Last weekend, we went away with some friends on a beach vacation.

Everyone arrived at the beach eager to swim, except me, that’s for crazy people who think sharks are too smart to bite us. We were geared up to relax on the sand, catch up on some reading (anyone who hasn’t yet read 50 Shades because they’re afraid their kids might find out) and load up on some Vitamin D.

As we planted ourselves, we noticed the Lifeguard casually enjoying an apple from his perch, lots of families playing in the waves and oh, almost forgot, there were two flags waving from the back of his chair (this information will be crucial for later). One seemingly non-threatening purple flag and one whimsical yellow one.

The Lifeguard continued to eat his snack, some of our gang ran to frolic in the water, I whispered things like, “Goodbye friends. It was nice knowing you. May I have that black cashmere sweater-vest?” my mantra anytime I see people I love moments from being swallowed whole by JAWS.

At least twice, I was involved in conversations where someone asked, “I wonder what  those flags waving from the back of the Lifeguard’s chair mean?” We would quickly conclude they probably represented a professional team’s colours or that apples are now in season.

After Greg’s second swim, his curiosity got the better of him and he wandered over to the Lifeguard to inquire about the purple and yellow flags.

“The purple flag means there is predatory marine life in the water.” I can’t recall what the yellow one meant what with my fainting.

Thankfully, our friends were safe and one of the couples headed down the beach for a stroll.

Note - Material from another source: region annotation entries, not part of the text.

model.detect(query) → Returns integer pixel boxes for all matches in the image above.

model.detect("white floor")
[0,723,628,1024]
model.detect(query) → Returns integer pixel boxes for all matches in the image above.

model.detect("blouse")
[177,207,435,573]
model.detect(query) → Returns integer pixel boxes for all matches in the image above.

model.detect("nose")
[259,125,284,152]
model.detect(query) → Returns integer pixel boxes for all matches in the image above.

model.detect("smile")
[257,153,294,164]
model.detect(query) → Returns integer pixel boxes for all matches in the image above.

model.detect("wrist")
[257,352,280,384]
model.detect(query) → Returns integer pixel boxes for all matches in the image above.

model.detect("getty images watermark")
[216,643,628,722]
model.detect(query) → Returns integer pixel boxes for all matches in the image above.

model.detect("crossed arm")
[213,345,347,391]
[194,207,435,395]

Another friend and I decided we would catch up to them. I grabbed the camera in case there was an interesting shell worthy of a photo or maybe I would write something hilarious in the sand with the sharp end of a stick and frame it next to my extra wide, bare foot print.

We both noticed a crowd forming around something about 100m away. I’m guessing 100m because when I started into my full sprint, it felt like I was in a race at school. The difference was, this time I was Baywatching it down the beach in a bathing suit asking myself if there was anything faster than the speed of jiggle? It turns out, there isn’t, but that is high on my list of superpowers should I ever be granted one.

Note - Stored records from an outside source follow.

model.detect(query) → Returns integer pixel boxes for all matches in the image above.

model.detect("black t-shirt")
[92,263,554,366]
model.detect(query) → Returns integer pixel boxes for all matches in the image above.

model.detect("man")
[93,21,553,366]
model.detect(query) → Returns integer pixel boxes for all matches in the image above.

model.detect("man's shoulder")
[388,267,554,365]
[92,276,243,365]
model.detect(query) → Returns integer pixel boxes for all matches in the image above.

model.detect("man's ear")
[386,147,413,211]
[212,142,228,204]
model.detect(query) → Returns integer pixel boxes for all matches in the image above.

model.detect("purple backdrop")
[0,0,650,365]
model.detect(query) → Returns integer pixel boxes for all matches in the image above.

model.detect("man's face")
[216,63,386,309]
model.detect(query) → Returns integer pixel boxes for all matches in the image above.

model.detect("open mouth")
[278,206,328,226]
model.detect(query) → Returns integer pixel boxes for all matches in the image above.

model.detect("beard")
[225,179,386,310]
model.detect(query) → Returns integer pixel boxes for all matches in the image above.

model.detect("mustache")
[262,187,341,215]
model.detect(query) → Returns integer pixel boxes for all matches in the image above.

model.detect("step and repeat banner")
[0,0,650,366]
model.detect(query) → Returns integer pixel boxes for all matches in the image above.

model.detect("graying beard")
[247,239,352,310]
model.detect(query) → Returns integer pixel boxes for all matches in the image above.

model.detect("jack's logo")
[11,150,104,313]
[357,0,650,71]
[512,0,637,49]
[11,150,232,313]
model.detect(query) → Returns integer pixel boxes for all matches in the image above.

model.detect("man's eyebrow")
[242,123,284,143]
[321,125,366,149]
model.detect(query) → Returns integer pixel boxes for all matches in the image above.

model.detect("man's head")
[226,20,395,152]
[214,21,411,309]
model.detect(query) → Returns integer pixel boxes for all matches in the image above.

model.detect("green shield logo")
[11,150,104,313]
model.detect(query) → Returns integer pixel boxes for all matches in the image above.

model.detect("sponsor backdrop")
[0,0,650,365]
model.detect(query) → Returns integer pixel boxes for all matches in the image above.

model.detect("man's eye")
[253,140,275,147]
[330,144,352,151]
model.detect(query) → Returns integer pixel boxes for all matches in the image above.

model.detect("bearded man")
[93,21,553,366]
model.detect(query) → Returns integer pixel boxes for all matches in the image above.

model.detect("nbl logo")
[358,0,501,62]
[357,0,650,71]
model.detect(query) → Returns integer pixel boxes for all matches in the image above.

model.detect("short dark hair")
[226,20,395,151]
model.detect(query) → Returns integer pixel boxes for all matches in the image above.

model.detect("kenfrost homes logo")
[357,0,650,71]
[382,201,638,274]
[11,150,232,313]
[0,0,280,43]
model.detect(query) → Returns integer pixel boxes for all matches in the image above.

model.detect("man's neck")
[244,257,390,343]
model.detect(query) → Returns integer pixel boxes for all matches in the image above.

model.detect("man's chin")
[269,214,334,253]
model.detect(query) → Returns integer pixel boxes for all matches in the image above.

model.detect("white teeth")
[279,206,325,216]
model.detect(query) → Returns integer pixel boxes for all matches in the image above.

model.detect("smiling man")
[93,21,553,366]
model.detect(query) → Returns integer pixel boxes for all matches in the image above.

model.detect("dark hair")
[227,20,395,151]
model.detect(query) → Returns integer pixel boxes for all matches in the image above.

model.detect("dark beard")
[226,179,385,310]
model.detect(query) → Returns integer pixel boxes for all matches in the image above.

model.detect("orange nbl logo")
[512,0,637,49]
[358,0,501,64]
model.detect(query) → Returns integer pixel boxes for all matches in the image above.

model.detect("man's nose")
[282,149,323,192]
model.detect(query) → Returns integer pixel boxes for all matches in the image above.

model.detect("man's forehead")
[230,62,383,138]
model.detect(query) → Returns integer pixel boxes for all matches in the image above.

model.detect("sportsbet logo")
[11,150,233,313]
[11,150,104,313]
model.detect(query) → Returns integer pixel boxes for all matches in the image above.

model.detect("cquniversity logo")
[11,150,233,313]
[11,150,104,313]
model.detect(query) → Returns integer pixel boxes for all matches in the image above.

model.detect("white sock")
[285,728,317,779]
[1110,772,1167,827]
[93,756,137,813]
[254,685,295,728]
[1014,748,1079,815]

Thankfully, nobody cared about my sandy stumble because they were all surrounding something at the water’s edge.

In my mind, I was pretty sure (50/50) that it was the dolphin, Winter, from the movie Dolphin Tale.

Wrong.

It was the shark who ate Winter’s family after the movie was filmed and it was alive.

Some too-crazy-to-be-alive guys out fishing, lured a shark to near the shore where kids were making sand castles, Lifeguards were eating apples and the shark-fearing community (of which I am a voting member) wandered around thinking purple and yellow flags meant we should all root for the Rams and sharpen our fruit peelers.

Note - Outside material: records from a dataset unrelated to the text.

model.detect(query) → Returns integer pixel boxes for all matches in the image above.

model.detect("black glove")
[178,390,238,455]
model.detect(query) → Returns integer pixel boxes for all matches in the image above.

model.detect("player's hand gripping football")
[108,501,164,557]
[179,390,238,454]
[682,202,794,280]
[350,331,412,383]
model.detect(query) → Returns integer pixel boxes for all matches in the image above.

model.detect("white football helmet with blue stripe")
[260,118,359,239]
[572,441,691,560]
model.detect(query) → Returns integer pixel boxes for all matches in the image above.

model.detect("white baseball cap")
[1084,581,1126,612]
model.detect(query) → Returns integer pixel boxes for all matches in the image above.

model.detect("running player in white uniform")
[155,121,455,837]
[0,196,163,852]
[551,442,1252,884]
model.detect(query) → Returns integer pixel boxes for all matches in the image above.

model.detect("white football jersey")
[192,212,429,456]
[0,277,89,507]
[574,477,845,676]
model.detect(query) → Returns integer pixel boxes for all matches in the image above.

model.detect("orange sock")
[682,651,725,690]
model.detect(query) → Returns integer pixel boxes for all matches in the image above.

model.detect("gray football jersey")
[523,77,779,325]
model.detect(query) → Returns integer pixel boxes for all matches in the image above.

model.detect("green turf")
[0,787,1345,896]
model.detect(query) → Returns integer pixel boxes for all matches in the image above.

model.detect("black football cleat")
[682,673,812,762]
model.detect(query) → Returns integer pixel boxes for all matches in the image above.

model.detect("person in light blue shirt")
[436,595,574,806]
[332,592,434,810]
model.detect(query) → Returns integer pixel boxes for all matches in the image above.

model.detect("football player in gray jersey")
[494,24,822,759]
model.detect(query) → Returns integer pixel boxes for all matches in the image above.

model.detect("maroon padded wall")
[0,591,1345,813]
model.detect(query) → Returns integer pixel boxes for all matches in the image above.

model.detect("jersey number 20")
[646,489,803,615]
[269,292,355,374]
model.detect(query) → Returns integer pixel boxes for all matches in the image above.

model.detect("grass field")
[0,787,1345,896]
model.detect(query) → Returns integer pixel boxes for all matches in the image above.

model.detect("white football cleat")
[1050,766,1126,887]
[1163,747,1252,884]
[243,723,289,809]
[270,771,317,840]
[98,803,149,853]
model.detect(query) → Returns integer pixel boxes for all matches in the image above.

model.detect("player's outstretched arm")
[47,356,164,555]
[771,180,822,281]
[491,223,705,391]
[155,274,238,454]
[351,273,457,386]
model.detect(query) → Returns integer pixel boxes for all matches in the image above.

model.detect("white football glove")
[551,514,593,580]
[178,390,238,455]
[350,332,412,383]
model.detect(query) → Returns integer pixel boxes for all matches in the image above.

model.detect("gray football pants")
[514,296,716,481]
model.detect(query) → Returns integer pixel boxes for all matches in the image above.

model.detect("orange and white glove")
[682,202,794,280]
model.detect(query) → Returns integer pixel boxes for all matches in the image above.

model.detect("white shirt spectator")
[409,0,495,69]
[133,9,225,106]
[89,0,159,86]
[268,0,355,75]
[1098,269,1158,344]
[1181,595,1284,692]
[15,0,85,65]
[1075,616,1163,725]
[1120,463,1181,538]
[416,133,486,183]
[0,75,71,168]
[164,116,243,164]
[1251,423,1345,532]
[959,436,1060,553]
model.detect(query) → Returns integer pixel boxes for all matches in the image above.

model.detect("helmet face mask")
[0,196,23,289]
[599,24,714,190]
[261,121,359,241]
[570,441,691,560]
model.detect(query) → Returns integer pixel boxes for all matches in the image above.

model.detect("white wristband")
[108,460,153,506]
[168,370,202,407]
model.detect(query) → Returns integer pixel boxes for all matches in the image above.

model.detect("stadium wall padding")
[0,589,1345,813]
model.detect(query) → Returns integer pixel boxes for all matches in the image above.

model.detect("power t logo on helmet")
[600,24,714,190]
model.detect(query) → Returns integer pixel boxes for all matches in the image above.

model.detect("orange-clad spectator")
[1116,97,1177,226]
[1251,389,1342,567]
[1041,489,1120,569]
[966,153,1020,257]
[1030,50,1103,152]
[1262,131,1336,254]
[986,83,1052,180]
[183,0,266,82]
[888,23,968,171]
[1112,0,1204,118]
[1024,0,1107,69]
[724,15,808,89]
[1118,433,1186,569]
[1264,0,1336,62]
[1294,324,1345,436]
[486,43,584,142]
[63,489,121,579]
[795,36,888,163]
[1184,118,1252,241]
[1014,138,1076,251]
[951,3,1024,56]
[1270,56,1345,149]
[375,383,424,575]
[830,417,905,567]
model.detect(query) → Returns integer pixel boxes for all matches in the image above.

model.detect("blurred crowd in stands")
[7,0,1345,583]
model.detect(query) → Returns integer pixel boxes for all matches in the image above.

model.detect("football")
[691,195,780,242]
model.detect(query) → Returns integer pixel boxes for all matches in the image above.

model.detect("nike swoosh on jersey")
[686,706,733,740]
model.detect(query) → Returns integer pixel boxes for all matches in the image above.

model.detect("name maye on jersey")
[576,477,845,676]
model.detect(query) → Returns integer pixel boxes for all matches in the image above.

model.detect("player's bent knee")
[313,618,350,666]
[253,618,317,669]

The shark was angry (duh) and very much alive though after I watched several people sit on his (all sharks are boys) back to take pictures, I thought he might be dehydrating.

The same people who caught the shark, who made him very angry, who set him up to go back into the ocean to tell all of his buddies, the deal is off, humans are back on the table, released him back into the water as though they were heroes who had saved him from….oh right….THEM.

I didn’t want to watch the shark die on the beach but I didn’t feel very good (mostly dehydrated from the dry heaving in my mouth from terror) about watching his release.

I busied myself designing a new flag with a picture of a shark’s tooth, dripping with human blood and made it the size of a Carnival cruise ship to be hung should this situation ever present itself again.

Next vacation–the bat caves of Transylvania.